Kessler acknowledged that Cotton’s prediction was, in fact, accurate in a correction issued Jan. 6 via Twitter.
"It turns out Tom Cotton predicted correctly – Dzhokhar Tsarnaev, the Boston bomber, did get a stimulus check," he wrote in a Twitter post. "So we've adjusted the Pinocchio rating on this 2021 fact check."
The senator said he tried to bar felons from receiving stimulus money, but his measure was voted down along party lines.
"I proposed an amendment that would prohibit checks from going to criminals like the Boston Marathon bomber; the Democrats voted against my amendment," Cotton said. "The Democrats said on the Senate floor that they wanted checks to go to prisoners, so murderers and rapists and pedophiles across America got your tax dollars last year."
It was confirmed last week that the Boston Marathon bomber received stimulus funding, which will be put toward the $101 million he owes victims.
"If the media wants to keep starting these fights with me, I'm happy to finish these fights because the American people deserve the truth," Cotton said.
Massachusetts district court judge George O'Toole last week ordered Tsarnaev to give back the $1,400 payment he received in prison in June 2021.

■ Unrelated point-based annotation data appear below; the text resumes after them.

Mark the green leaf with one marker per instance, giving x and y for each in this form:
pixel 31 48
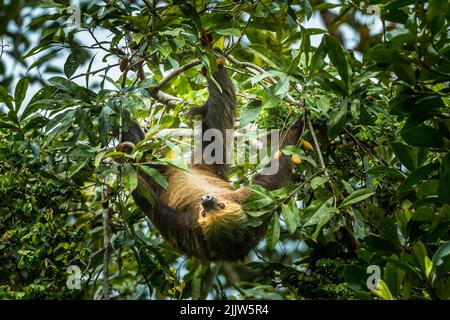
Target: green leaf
pixel 273 232
pixel 337 56
pixel 308 9
pixel 129 177
pixel 229 32
pixel 259 198
pixel 20 92
pixel 72 64
pixel 424 214
pixel 99 157
pixel 289 218
pixel 393 172
pixel 318 181
pixel 5 97
pixel 422 136
pixel 441 253
pixel 157 176
pixel 384 292
pixel 356 197
pixel 404 155
pixel 282 87
pixel 337 120
pixel 418 175
pixel 318 59
pixel 444 181
pixel 250 113
pixel 180 164
pixel 355 276
pixel 405 267
pixel 321 217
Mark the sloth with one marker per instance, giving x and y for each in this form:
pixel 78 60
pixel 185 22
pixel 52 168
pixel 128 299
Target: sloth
pixel 200 213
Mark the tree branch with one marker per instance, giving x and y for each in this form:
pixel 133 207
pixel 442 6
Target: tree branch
pixel 106 288
pixel 175 73
pixel 316 145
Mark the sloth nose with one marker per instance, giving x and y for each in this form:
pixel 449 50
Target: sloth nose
pixel 207 199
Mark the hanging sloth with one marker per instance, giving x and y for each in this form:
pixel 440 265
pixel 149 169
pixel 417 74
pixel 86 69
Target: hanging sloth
pixel 200 213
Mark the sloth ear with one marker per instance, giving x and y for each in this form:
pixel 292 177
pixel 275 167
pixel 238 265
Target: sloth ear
pixel 241 194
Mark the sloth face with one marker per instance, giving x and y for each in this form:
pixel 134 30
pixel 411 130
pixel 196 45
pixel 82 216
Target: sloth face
pixel 211 204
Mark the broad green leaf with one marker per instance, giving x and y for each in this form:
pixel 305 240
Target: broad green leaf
pixel 318 181
pixel 158 177
pixel 72 64
pixel 337 56
pixel 5 97
pixel 337 120
pixel 180 164
pixel 318 58
pixel 129 177
pixel 420 252
pixel 444 181
pixel 417 175
pixel 384 292
pixel 357 196
pixel 322 215
pixel 20 92
pixel 393 172
pixel 282 87
pixel 422 136
pixel 289 218
pixel 404 155
pixel 98 158
pixel 441 253
pixel 229 32
pixel 273 232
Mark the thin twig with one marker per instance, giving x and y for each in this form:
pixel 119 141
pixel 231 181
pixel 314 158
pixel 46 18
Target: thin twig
pixel 316 145
pixel 106 288
pixel 175 73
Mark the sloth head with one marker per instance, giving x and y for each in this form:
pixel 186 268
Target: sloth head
pixel 222 219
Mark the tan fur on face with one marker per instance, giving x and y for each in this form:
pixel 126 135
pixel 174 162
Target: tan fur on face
pixel 186 189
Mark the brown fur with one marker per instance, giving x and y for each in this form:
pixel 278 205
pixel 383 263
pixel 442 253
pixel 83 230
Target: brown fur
pixel 177 212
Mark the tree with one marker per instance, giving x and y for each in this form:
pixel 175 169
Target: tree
pixel 371 188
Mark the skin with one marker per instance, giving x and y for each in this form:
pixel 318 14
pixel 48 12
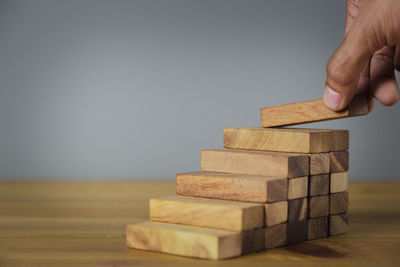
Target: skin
pixel 366 60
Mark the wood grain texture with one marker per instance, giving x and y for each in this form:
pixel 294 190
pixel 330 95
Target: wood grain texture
pixel 339 161
pixel 297 232
pixel 253 241
pixel 232 187
pixel 184 240
pixel 339 203
pixel 339 182
pixel 293 140
pixel 211 213
pixel 310 111
pixel 297 209
pixel 276 213
pixel 275 236
pixel 297 187
pixel 318 228
pixel 319 163
pixel 318 185
pixel 82 223
pixel 318 206
pixel 271 164
pixel 338 224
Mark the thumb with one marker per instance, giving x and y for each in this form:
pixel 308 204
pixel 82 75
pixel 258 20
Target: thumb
pixel 345 66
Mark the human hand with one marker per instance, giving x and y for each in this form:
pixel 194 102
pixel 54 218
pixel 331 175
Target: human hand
pixel 366 60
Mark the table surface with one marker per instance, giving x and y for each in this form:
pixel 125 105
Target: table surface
pixel 82 223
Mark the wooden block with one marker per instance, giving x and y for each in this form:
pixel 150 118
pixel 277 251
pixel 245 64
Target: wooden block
pixel 276 213
pixel 339 161
pixel 286 139
pixel 297 209
pixel 339 182
pixel 184 240
pixel 253 240
pixel 318 206
pixel 338 224
pixel 232 187
pixel 317 228
pixel 275 236
pixel 297 232
pixel 310 111
pixel 298 187
pixel 211 213
pixel 339 203
pixel 319 163
pixel 271 164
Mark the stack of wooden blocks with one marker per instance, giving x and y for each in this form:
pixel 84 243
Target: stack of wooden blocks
pixel 269 187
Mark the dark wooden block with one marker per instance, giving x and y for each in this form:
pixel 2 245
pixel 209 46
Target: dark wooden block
pixel 297 209
pixel 318 185
pixel 318 228
pixel 318 206
pixel 339 203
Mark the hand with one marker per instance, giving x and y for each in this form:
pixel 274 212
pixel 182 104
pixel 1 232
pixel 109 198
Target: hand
pixel 365 61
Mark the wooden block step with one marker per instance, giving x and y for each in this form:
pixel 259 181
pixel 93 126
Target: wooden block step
pixel 310 111
pixel 338 224
pixel 184 240
pixel 232 187
pixel 318 228
pixel 211 213
pixel 292 140
pixel 339 203
pixel 318 185
pixel 272 164
pixel 275 236
pixel 339 161
pixel 339 182
pixel 276 213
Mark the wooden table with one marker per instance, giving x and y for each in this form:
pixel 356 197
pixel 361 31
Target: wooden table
pixel 72 223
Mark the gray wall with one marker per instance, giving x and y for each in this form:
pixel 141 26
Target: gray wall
pixel 134 89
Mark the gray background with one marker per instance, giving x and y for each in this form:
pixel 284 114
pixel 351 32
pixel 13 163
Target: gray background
pixel 135 89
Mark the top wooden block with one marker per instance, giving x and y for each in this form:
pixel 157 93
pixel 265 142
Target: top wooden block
pixel 310 111
pixel 287 139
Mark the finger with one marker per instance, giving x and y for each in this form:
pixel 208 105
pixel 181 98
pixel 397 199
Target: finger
pixel 383 79
pixel 397 58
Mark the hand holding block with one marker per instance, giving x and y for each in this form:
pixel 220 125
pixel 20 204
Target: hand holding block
pixel 232 186
pixel 310 111
pixel 292 140
pixel 211 213
pixel 271 164
pixel 184 240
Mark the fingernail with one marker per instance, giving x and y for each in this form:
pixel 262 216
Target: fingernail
pixel 332 99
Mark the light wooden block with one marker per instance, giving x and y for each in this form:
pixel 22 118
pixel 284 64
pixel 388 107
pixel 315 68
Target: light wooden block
pixel 276 213
pixel 310 111
pixel 297 209
pixel 232 187
pixel 318 185
pixel 184 240
pixel 319 163
pixel 339 161
pixel 338 224
pixel 292 140
pixel 297 187
pixel 318 228
pixel 253 241
pixel 271 164
pixel 339 203
pixel 211 213
pixel 275 236
pixel 339 182
pixel 318 206
pixel 297 232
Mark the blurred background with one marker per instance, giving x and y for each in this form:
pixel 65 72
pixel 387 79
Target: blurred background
pixel 94 89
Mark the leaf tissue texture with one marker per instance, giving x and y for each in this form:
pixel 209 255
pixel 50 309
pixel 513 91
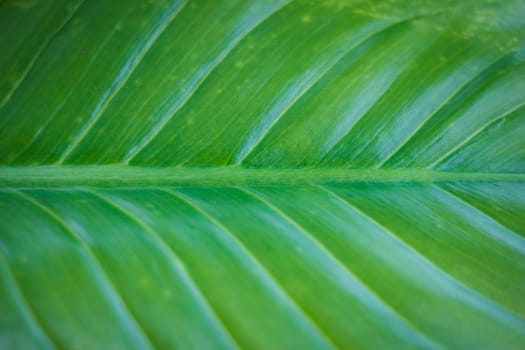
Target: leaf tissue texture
pixel 262 174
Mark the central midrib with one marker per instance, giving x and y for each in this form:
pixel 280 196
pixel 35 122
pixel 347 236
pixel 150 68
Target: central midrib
pixel 127 176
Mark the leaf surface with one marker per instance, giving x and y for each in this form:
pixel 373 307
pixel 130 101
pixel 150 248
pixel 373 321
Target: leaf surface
pixel 262 174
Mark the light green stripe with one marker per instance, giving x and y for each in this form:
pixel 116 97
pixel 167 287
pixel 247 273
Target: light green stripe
pixel 125 176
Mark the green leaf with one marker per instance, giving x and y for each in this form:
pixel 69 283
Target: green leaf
pixel 262 174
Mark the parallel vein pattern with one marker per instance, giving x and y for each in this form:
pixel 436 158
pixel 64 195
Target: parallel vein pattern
pixel 262 174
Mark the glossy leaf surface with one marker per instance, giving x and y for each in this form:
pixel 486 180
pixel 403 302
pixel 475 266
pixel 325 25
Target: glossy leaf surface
pixel 263 174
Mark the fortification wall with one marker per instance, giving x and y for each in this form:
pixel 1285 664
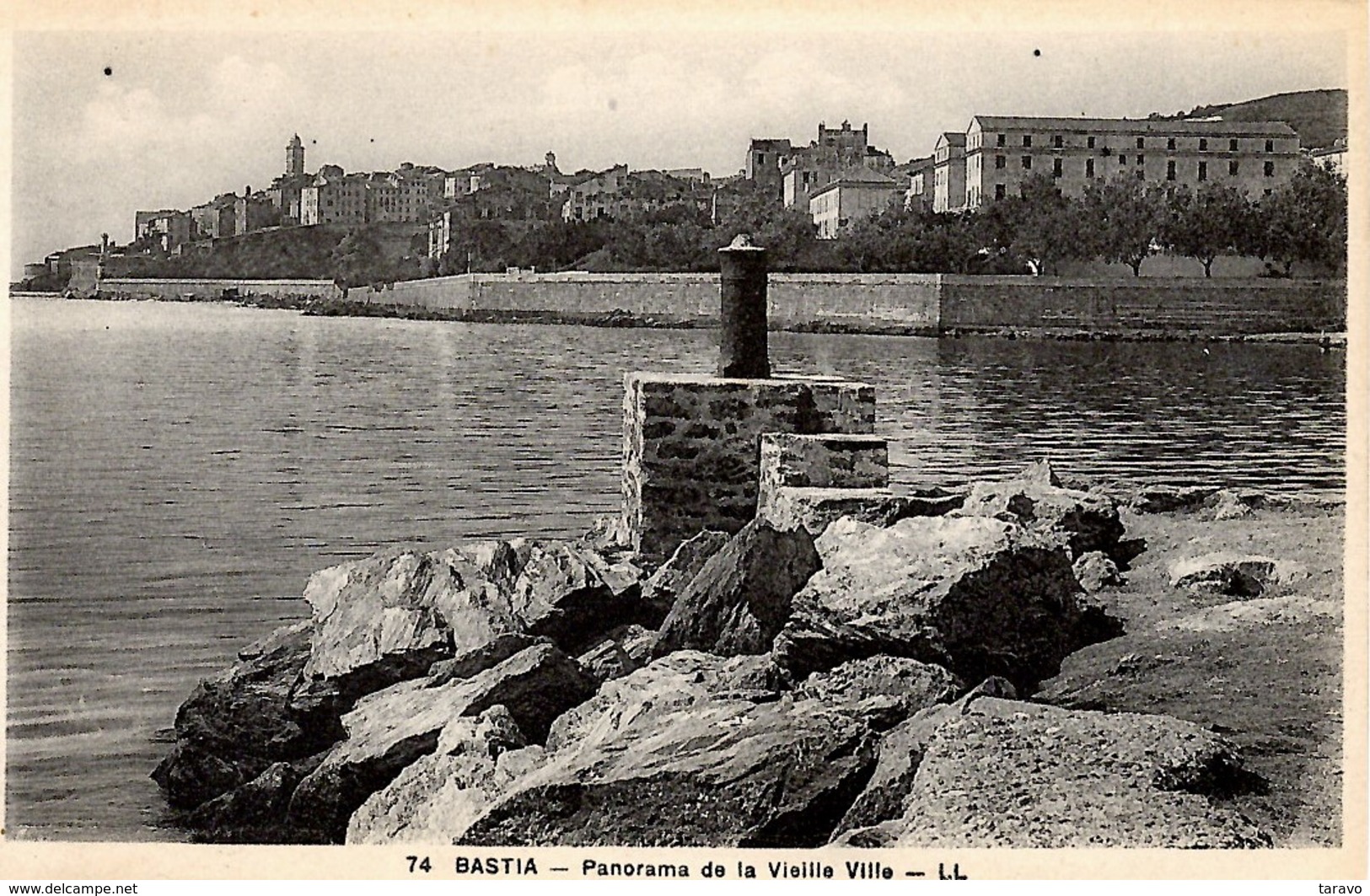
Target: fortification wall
pixel 157 288
pixel 1129 303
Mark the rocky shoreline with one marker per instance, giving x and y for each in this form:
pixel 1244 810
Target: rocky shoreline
pixel 1023 663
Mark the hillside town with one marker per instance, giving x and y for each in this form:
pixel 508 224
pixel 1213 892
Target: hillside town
pixel 421 219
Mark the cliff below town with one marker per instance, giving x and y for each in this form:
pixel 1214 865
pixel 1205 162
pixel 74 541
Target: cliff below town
pixel 1023 663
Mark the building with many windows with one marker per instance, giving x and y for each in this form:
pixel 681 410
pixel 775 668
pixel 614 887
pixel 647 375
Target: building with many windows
pixel 1003 151
pixel 857 193
pixel 792 173
pixel 949 171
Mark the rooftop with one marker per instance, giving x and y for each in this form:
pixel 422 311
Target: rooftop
pixel 1132 126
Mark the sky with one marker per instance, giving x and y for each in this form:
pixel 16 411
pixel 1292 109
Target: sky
pixel 113 121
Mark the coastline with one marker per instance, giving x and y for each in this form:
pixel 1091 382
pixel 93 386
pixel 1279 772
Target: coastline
pixel 1209 661
pixel 315 306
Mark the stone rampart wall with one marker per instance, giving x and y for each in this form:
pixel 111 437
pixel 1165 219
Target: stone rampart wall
pixel 1214 306
pixel 924 303
pixel 910 302
pixel 157 288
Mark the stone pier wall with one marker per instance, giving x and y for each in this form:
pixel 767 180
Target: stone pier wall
pixel 910 303
pixel 210 289
pixel 692 447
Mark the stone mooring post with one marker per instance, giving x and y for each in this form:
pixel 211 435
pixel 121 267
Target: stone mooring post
pixel 692 444
pixel 743 352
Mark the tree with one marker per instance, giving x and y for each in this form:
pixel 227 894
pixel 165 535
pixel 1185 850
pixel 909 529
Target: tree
pixel 1040 227
pixel 357 260
pixel 1306 219
pixel 1206 223
pixel 1126 218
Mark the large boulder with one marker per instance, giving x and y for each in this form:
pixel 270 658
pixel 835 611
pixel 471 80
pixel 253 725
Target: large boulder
pixel 670 578
pixel 622 651
pixel 1080 521
pixel 1096 570
pixel 394 727
pixel 241 721
pixel 475 758
pixel 883 689
pixel 390 617
pixel 741 596
pixel 379 617
pixel 1002 773
pixel 690 751
pixel 1234 574
pixel 572 593
pixel 977 595
pixel 442 795
pixel 815 508
pixel 255 812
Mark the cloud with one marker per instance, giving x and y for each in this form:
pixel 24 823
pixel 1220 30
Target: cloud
pixel 243 98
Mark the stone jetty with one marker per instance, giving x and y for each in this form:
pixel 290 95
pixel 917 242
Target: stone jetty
pixel 771 647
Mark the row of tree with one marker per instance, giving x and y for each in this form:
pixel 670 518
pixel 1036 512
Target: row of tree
pixel 1118 221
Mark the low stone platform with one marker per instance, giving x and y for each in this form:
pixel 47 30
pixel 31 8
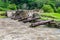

Tsarnaev was sentenced to death in 2015 for the Boston Marathon terrorist attack after he was found guilty of 30 charges of having killed three and injuring 265 others, but the sentence was reversed in July 2020 by the First U.S. Circuit Court of Appeals.
Former President Donald Trump's Justice Department appealed the decision to the Supreme Court and a ruling is expected this summer about whether the death sentence will be reinstated.